The gospel, however, is a vortex that pulls in and concentrates truth, like the apex of a pyramid concentrates the mind to a single upward facing point. The Church, then, is the institutional – and a highly decentralized one – structure for the application of the gospel in the mortal world – the threefold mission of the Church.
But definitions are only the beginning. Dehlin continues:
We seek spaces where we as Mormons can live lives of intellectual and spiritual integrity, individual conscience, and personal dignity.
That Dehlin here places his “spaces” over against the space provided by the Church and the developing Zion culture within it as if his “space” was a necessary addition to some lack, is telling.
We acknowledge and honor different spiritual paths and modes of religious or non-religious truth-seeking. We respect the convictions of those who subscribe to ideas and beliefs that differ from our own.
This is a banality. So do LDS, and gospel doctrine, indeed, requires this to be the case. Dehlin says this as if he has discovered something that most faithful LDS were unaware of, which, perhaps, is indicative of a fundamental failure on his part to have ever really grappled with and grasped LDS teachings and understood them substantively.
We recognize the confusion, distress, emotional trauma, and social ostracism that people on faith journeys often experience. We seek constructive ways of helping and supporting people, regardless of their ultimate decisions regarding church affiliation or activity.
So does the Church. So do I. And?
We affirm the inherent and equal worth of all human beings.
So does the Church and Church teaching. And?

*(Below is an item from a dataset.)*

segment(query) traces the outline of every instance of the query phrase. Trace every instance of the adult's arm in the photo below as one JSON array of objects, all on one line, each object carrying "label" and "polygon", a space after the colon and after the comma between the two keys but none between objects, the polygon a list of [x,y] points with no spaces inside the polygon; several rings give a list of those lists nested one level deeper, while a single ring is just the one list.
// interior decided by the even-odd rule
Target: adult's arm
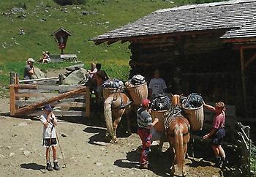
[{"label": "adult's arm", "polygon": [[203,137],[203,139],[206,140],[206,139],[208,139],[208,138],[211,138],[213,135],[214,135],[214,133],[216,133],[217,131],[217,129],[212,128],[209,133],[206,134],[206,135],[204,135]]},{"label": "adult's arm", "polygon": [[216,110],[215,108],[211,106],[211,105],[207,105],[205,102],[203,102],[203,106],[208,109],[208,110],[210,110],[213,112],[214,112]]},{"label": "adult's arm", "polygon": [[148,129],[151,129],[159,121],[159,119],[157,118],[156,118],[154,120],[154,121],[147,127],[147,128]]}]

We acknowledge and honor different spiritual paths and modes of religious or non-religious truth-seeking. We respect the convictions of those who subscribe to ideas and beliefs that differ from our own.

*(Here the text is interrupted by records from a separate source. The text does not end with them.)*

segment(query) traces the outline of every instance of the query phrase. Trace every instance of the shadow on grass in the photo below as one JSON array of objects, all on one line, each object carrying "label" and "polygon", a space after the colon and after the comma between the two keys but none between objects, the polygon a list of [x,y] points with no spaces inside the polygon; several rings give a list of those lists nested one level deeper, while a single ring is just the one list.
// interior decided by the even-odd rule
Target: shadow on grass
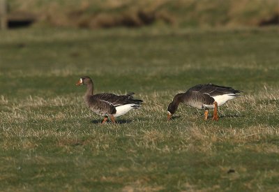
[{"label": "shadow on grass", "polygon": [[172,116],[170,120],[175,120],[176,119],[179,119],[180,117],[181,117],[180,115]]},{"label": "shadow on grass", "polygon": [[[100,124],[103,121],[103,119],[93,119],[91,121],[92,124]],[[116,120],[116,124],[130,124],[132,122],[132,120],[130,119],[119,119]],[[112,124],[112,122],[110,120],[107,119],[107,121],[105,122],[105,124]]]}]

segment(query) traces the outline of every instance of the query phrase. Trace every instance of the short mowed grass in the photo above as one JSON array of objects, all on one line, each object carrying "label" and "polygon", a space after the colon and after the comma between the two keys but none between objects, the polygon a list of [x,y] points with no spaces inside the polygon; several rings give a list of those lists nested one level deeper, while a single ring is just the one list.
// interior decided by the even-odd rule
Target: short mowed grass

What does this mean? Much of this appears as standard, pop psychological value/cultural relativism that attempts to defuse any and all criticism by taking all sides. Much of what it says, at base, is and always has been central to LDS teaching, so, here again, Dehlin is pretending to be an oasis in a desert that doesn't exist. The one caveat for most faithful LDS would be "honoring" other religious traditions, because of its vagueness. What is a Mormon doing "honoring" Wicca? New Age philosophy? Haitian Voodoo? Can I respect Buddhism without "honoring" or paying it homage while abandoning my own knowledge of the gospel as truth to do so? Must I honor Taoism as a system, or can I honor only aspects of it, and reserve criticism for the rest? Vague, diffuse, intellectually fluffy value relativism of this kind does have its attraction to a certain kind of mind, and perhaps, this is, indeed, Dehlin's core audience.

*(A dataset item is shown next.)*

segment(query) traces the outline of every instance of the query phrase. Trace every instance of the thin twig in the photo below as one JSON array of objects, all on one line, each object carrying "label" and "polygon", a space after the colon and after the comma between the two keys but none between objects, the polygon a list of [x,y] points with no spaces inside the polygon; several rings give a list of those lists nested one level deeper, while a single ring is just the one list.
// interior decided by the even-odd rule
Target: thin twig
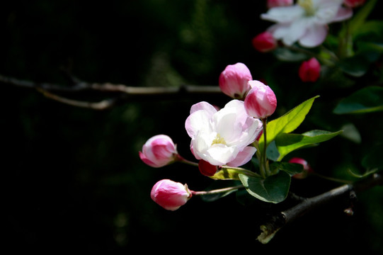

In addition to explicitly striving to align all operations with the Mormon Stories Shared Values, we endeavor to ensure that the projects we undertake 1) support individuals in Mormon-related faith crises, 2) save marriages, 3) heal families, and 4) celebrate, challenge, and advance Mormon culture in healthy ways.
This is where the real problems set in. Dehlin is here very cleverly cloaking his real intentions (to facilitate exist from either the Church or from the gospel while remaining within the Church) within a warm blanket of saving and healing. And yet, the pattern he presents, his other words and claims, militate strongly against taking this without a nearby salt shaker at the ready.
Next, if I get around to it, we'll take a look at what the people who Dehlin and Mormonstories has "helped" to see what they actually believe him to be doing, and contrast that, perhaps, to what he claims for himself.